C'est la trame d'un récit de Jon A. Jackson, Go by go. L'auteur se réfère à un passage de la jeunesse de Dashiel Hammett, alors employé par l'agence Pinkerton, qui racontait, dans son passé de détective privé, avoir reçu la somme de 5000 dollars pour commettre ce meurtre. Mais l'histoire serait très probablement inventée, Dashiel Hammett, dit Jackson, était connu pour ses exagérations. Fausse ou véridique, l'histoire est tout de même passionnante.

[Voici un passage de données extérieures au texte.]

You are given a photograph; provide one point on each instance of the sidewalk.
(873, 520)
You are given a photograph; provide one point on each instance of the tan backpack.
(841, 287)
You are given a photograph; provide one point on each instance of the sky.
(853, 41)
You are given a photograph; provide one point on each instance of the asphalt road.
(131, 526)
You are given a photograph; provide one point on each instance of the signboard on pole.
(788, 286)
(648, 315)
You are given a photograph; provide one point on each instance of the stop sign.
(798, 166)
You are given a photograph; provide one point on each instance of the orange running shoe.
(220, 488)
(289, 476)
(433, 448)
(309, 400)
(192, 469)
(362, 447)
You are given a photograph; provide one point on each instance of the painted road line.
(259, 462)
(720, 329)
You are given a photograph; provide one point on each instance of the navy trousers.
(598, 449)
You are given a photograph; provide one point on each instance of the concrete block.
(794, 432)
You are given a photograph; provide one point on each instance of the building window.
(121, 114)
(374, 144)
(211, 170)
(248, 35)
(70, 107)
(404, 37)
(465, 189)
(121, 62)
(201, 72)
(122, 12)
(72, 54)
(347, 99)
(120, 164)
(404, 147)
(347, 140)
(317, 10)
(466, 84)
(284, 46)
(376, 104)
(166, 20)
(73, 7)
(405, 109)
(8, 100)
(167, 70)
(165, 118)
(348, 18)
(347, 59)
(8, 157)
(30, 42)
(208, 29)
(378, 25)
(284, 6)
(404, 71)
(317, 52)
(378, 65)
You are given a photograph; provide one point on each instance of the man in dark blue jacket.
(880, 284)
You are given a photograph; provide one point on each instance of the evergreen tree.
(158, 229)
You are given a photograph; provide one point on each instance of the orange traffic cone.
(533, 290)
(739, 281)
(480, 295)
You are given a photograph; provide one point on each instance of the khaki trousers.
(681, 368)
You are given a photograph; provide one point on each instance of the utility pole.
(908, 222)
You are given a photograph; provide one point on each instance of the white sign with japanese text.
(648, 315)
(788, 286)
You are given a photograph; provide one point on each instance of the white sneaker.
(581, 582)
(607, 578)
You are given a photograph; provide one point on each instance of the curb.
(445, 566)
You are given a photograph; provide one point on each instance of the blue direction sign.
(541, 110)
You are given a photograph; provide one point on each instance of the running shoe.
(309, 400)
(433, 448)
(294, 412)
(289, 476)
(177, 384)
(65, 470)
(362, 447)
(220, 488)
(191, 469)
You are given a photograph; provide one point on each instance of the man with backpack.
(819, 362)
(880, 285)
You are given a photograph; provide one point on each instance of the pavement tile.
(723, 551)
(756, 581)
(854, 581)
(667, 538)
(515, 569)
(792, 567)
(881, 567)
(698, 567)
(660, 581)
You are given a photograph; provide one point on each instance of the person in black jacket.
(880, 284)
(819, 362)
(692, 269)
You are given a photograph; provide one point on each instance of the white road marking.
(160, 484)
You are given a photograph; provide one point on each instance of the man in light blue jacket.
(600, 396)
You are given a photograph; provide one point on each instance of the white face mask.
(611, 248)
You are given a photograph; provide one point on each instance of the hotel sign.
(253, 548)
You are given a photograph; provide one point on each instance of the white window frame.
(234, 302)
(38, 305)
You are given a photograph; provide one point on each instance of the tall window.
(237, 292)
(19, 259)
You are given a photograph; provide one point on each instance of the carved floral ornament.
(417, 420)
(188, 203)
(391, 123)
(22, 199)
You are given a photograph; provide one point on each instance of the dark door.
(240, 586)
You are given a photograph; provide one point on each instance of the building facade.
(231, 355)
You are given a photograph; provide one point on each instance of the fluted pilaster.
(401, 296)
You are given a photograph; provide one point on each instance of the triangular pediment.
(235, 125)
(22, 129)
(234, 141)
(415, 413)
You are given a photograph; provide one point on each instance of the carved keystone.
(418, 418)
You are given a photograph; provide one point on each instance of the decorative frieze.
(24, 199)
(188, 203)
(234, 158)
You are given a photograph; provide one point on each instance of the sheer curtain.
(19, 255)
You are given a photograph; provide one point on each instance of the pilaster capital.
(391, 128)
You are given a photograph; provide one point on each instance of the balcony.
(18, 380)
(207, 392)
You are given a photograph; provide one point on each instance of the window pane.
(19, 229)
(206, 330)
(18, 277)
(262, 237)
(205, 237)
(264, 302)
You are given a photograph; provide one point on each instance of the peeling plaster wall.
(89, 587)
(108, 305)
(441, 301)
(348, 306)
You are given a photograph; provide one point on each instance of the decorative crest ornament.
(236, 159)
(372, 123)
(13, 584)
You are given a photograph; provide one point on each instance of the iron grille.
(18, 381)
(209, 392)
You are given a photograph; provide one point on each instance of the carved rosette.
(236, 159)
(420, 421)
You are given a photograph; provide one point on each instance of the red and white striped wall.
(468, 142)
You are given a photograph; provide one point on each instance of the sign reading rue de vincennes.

Le roman a été traduit en français par Janine Hérisson et a paru dans la Série noire chez Gallimard, en 2001.

Lien: Mort d'un mineur, sur le site du magazine Lire.


dimanche 5 novembre 2006

Le manifeste Mozambook

Mozambook, l'un des plus beaux sites (abandonné, mais encore disponible) qui offrent des textes littéraires, avait publié un manifeste pour le livre électronique, dont je retiens ceci:

- les textes électroniques doivent être le fruit d'un travail éditorial approfondi;
- les textes doivent être établis avec la plus grande rigueur, et ne pas simplement consister en une numérisation hâtive, déjà largement pratiquée, qui donne lieu à des textes fautifs et trahit l'œuvre à laquelle elle s'applique;
– le livre électronique doit bénéficier d'une mise en page qui respecte le texte, rende la lecture confortable et permette d'incorporer les enrichissements typographiques indispensables.

Il n'y a rien à ajouter. Tout le reste est secondaire.


samedi 4 novembre 2006

Le papier électronique

Pour en apprendre un peu plus sur ce qui peut être dans pas si longtemps un appareil de lecture qui servirait à la fois à lire un journal ou un livre, voir cet article du magazine l'Actualité: Mon journal en plastique. Cela me semble autrement plus emballant que ces ebooks (agendas électroniques, bébelles) aux écrans minuscules et dont on se demande s'il y a vraiment des gens qui lisent des livres avec ça.